One common argument against building new urban housing is that cities are geographically constrained by their natural and political boundaries, and thus can never build enough housing to bring prices down. This claim rests on a variety of false assumptions.
The first false assumption is that the amount of land in a city limits the amount of housing in that city. If you assume that every bit of residential land must be occupied by single-family houses on 1/5 of an acre on land, I suppose this assumption makes sense. But in reality, you can always put more people on a block of land. Where today you have big houses, tomorrow you could have small houses. Where today you have small houses, tomorrow you could have small apartment buildings. Where today you have small apartment buildings, tomorrow you could have large apartment buildings. Even in midtown Manhattan, where I live, there are lots to two-to-four story buildings that could be knocked down and replaced with larger buildings.

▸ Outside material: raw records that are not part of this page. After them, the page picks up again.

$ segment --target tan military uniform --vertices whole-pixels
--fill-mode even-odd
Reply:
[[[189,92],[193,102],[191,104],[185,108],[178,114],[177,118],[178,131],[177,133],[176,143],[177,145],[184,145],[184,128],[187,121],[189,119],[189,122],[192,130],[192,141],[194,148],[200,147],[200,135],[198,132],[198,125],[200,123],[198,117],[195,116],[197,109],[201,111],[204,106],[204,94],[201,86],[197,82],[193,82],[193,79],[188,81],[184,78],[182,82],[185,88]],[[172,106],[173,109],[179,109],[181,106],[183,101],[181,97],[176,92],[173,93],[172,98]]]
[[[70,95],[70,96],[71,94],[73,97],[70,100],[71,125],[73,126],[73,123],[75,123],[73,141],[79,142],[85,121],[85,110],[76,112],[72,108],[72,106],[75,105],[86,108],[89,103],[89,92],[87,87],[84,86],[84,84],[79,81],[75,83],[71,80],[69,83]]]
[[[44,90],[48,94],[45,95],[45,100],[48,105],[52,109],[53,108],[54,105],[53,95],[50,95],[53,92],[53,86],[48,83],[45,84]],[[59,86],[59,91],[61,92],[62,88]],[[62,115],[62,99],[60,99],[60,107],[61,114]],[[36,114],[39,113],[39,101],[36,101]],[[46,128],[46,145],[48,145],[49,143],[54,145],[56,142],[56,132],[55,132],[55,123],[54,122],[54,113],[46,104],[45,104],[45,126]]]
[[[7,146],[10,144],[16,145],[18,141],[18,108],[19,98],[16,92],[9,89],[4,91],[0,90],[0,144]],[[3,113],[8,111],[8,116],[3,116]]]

If Manhattan had the density of Mongkok (a popular Hong Kong neighborhood with 340,000 people per square mile), it could accommodate almost 7 million people- about 80 percent of the city of New York’s population.* And if Manhattan had enough housing to accommodate Mongkok-type densities, a whole lot of housing units (either outer borough units or older Manhattan units) would become vacant, causing rents to plunge.
The second assumption is that a city’s built-up core is its entire housing market. But this is wrong, because Manhattan landlords compete not just with each other, but with landlords in the outer boroughs and the suburbs. So if enough housing units were, for example, built in New Jersey, demand for housing in Manhattan would eventually decrease.
*A common counteragument is that demolishing and rebuilding housing is expensive. This argument fails tor two reasons. First, the differences between high-cost cities and low-cost cities have far more to do with land costs than with construction costs. For example, metro San Francisco’s construction costs per housing unit are only 1.7 times higher than those of Atlanta, but its metro land costs are more than fifteen times higher (data here).